An interruption to the electrical impulse that can stimulate the heart contraction may result in an irregular heart rate. Various factors can cause your heart to work inappropriately, such as:
- diabetes and stress
- abuse on alcohol
- drinking to coffee
- substance use disorder
- high blood pressure
- heart conditions
- scarring of the heart, often due to heart attack
- overactive thyroid gland
- medications or smoking
- certain dietary supplements
An individual with a healthy heart will hardly ever experience a long-term arrhythmia unless they have an external trigger, including a substance use disorder or electric shock. However, an underlying condition of the heart can mean that electrical impulses do not travel through your heart correctly. It increases the risk of this condition.
How severe is an irregular heartbeat?
Arrhythmia may not cause noticeable symptoms. However, a professional may detect this condition through routine examinations or by requesting an electrocardiogram. Even if you notice some symptoms, it does not necessarily mean that you have severe arrhythmia.
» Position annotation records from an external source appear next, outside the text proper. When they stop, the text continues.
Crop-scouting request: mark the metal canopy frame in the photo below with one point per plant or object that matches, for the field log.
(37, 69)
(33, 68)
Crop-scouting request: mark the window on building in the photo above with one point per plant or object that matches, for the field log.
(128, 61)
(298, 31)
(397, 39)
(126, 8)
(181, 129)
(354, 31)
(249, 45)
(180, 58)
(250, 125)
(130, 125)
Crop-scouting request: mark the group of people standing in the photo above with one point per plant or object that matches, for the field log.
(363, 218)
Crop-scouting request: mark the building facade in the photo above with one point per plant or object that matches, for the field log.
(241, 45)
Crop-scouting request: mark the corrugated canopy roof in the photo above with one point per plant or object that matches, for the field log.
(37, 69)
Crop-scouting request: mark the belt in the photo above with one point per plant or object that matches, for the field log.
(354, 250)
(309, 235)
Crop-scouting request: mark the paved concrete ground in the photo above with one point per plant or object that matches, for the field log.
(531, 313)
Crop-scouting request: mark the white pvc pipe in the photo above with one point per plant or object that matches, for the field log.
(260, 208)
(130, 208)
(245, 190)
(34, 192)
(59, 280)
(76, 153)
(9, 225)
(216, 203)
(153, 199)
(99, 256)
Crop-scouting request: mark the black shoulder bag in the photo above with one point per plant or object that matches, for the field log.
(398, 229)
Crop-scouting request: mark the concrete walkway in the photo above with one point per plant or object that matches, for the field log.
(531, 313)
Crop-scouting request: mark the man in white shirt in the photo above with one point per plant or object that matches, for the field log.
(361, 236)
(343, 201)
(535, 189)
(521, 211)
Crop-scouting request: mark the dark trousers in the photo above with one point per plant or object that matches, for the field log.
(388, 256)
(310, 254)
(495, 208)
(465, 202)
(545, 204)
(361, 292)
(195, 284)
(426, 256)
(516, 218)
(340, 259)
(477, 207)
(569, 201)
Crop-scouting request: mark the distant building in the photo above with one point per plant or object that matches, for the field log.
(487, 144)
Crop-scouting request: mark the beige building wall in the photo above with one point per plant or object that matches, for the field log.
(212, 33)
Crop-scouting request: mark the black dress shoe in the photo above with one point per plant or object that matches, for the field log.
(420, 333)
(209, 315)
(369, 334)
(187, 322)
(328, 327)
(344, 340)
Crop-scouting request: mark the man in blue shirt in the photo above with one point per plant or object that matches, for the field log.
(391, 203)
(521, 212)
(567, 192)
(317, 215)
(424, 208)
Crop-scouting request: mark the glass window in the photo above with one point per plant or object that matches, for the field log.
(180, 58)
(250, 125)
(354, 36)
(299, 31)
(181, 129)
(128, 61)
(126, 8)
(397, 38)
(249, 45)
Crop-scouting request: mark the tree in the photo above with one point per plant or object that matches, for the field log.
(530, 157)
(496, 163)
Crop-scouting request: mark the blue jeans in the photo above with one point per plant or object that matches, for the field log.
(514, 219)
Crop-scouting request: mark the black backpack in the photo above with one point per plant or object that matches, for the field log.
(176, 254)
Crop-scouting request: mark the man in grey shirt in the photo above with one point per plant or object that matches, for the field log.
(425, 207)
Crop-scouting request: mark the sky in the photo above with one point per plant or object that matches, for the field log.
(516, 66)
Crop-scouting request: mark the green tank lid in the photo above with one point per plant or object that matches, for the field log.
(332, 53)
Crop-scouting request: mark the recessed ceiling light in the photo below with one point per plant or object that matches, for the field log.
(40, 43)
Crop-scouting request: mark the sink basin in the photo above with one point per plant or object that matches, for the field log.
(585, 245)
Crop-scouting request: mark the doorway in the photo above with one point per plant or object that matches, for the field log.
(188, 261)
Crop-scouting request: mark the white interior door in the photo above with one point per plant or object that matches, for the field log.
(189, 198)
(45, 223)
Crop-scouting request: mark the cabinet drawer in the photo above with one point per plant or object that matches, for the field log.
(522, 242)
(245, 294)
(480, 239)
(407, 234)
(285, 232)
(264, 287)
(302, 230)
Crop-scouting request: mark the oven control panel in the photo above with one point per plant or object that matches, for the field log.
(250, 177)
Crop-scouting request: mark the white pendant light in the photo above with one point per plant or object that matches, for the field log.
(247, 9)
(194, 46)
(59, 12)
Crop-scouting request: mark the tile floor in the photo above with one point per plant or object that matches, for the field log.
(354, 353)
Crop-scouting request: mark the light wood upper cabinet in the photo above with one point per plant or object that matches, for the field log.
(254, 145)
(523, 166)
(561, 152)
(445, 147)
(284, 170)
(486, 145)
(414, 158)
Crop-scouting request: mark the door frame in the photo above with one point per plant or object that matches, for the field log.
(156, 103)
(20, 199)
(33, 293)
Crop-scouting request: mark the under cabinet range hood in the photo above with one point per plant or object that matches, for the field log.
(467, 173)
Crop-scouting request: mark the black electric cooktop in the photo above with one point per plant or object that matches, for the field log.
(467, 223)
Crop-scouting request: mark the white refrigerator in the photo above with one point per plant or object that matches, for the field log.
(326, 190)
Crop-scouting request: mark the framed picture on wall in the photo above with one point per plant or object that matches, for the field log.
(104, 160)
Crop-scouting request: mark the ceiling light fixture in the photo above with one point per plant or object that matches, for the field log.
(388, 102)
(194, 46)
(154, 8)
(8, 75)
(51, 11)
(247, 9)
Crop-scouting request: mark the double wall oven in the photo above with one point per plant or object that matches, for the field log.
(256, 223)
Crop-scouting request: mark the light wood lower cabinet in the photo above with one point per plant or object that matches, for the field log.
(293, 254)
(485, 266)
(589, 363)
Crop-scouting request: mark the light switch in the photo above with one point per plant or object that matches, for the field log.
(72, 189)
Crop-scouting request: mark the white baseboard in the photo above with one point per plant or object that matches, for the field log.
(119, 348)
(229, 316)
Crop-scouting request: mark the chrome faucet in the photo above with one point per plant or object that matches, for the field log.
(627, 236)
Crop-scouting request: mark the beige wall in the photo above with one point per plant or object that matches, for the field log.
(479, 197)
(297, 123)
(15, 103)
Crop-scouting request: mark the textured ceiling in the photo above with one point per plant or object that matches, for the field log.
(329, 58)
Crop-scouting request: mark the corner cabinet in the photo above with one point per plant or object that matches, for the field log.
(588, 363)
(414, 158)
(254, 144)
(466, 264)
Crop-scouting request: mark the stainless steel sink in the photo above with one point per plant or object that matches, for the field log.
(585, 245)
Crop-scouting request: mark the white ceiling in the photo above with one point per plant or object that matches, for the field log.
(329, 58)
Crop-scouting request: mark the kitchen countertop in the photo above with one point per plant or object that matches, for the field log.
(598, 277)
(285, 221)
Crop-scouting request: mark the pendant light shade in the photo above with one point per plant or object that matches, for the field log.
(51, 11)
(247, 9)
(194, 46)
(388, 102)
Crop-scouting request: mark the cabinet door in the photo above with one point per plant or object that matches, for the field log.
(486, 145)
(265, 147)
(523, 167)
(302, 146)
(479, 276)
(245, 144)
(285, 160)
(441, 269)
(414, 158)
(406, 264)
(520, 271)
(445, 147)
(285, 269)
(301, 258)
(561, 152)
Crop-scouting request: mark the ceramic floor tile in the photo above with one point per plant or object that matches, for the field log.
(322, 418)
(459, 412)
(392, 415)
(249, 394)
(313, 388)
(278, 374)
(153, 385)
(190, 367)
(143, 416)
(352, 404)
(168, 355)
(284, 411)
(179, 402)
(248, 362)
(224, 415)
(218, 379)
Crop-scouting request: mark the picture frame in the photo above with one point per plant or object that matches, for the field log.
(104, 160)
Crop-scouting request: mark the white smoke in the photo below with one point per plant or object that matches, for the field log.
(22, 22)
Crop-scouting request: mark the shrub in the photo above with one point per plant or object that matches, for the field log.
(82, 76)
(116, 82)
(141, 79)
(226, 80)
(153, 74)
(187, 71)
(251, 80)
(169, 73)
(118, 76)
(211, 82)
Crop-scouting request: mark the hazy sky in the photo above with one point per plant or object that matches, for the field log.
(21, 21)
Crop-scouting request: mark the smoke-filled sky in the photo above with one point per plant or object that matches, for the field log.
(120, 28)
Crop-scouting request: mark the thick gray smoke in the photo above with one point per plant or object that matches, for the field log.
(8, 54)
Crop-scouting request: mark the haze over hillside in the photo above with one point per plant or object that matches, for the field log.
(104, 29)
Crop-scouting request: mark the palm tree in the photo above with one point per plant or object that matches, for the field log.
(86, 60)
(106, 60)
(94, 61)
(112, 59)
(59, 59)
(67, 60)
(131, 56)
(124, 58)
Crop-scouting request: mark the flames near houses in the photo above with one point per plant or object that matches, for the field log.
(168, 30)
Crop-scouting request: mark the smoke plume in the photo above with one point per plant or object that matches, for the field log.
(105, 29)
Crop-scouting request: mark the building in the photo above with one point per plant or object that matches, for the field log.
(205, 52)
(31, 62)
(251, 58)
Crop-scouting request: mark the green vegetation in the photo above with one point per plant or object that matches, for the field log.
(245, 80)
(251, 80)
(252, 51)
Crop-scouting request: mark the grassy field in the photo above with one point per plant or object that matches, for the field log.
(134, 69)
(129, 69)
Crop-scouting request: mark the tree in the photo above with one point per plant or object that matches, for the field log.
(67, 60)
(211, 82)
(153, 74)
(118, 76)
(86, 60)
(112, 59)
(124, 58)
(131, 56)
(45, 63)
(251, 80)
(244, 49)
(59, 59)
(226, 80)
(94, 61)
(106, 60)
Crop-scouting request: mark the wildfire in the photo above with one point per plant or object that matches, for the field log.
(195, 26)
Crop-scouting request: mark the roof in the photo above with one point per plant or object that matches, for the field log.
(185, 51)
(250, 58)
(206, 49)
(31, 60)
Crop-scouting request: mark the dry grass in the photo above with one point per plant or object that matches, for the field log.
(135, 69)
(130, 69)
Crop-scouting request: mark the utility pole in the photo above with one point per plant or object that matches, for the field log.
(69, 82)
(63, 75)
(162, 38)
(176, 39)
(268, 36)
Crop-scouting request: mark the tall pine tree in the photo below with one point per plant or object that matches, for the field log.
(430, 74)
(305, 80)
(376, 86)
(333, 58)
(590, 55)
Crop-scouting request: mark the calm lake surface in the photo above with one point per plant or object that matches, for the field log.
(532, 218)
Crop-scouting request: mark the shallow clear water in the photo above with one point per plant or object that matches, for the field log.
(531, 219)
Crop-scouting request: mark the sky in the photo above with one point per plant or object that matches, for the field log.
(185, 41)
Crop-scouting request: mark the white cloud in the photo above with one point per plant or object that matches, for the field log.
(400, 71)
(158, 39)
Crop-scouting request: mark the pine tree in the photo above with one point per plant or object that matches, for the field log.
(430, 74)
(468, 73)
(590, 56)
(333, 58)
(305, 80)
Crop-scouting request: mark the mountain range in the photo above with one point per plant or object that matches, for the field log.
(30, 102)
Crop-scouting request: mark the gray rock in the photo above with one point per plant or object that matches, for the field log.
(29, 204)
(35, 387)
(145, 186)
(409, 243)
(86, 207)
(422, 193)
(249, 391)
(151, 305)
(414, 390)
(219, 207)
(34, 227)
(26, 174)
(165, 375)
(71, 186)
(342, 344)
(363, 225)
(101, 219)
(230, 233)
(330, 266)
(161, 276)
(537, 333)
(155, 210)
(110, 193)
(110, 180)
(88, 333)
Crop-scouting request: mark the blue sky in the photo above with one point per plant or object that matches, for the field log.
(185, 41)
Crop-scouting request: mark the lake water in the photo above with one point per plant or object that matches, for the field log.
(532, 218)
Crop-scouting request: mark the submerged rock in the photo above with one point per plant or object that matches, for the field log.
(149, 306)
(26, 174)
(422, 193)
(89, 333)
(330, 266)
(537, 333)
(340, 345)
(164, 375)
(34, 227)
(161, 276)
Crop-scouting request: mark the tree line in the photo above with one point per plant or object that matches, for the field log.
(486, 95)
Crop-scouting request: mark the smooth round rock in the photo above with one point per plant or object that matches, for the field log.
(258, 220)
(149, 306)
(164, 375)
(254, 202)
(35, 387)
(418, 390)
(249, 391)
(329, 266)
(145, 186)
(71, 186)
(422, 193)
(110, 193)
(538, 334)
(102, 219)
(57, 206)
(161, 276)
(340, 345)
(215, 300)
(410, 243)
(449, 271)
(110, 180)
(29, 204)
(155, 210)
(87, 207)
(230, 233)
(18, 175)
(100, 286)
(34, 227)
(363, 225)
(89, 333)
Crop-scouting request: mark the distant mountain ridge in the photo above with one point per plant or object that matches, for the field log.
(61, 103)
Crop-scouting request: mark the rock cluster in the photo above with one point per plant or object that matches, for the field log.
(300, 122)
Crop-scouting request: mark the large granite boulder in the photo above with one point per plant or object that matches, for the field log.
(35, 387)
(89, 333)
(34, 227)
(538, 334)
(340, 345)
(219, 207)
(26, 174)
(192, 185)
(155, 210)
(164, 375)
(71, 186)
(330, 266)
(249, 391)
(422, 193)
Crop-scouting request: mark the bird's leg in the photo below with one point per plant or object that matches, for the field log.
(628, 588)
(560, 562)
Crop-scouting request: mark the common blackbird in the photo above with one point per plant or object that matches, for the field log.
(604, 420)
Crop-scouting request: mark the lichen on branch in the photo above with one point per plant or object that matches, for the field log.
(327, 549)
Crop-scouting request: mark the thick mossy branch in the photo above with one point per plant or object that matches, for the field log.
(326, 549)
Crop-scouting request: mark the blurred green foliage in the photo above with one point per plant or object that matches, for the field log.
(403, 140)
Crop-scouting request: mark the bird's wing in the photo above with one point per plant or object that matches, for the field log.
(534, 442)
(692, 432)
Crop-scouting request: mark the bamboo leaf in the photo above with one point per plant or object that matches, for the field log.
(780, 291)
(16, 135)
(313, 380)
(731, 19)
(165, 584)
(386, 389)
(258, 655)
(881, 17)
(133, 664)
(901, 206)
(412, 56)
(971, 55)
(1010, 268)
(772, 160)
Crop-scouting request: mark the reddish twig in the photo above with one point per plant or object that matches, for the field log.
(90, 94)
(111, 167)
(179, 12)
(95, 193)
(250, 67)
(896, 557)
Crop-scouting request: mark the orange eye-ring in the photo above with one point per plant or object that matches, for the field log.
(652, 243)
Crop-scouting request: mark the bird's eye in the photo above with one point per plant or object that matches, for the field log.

Many people with life-threatening arrhythmia may have no symptoms, while others with such signs may not have a severe arrhythmia.
Symptoms of tachycardia
Its symptoms include:
- dizziness and lightheadedness
- breathlessness or chest pain
- fluttering in the chest
- sudden weakness
- fainting or nearly fainting
Symptoms of bradycardia
Its symptoms include:
- dizziness and confusion
- trouble in concentrating
- finding exercise more difficult than usual
- shortness of breath
- profuse sweating
- trouble concentrating
- angina or chest pain
- palpitations or tiredness
Symptoms of A-fib
When its symptoms occur, they often have fast hart beat and may involve:
- breathlessness or palpitations
- dizziness and weakness
- fainting or about to faint
- angina or chest pain
How do you fix irregular heartbeat?
The treatment of an irregular heartbeat depends on its cause. You may need to make some lifestyle changes, such as increasing your activity levels and changing your diet. If you smoke, your health care professional will help you quit smoking.
You may also require specific medications to control your abnormal heartbeat and secondary symptoms. For severe abnormalities that do not fade away with behavioral changes and drugs, your health care professional can recommend:
- catheter ablation to destroy tissue that may cause abnormal rhythms
- cardiac catheterization to diagnose a heart problem
- surgery to correct an abnormality
- implantation of a pacemaker or cardioverter-defibrillator
- cardioversion by drugs or an electrical shock to the heart
An expert grafts arteries from elsewhere in the body onto the coronary arteries. It helps the circulation bypass regions that improve the blood supply to your heart.
Drugs used to treat irregular heartbeat depend on your arrhythmia type. For instance, medications to control the heartbeat and restore a normal heart rhythm are often prescribed for most people with tachycardia. If you are suffering from arterial fibrillation, blood thinners may recommend preventing blood clots. It is essential to take the drugs exactly as prescribed by your healthcare professional to reduce the risk of complications.
Although irregular heartbeat can be quite severe, many cases can be controlled with the proper treatment. Along with the treatment, your health care professional will want to monitor your conditions with regular appointments.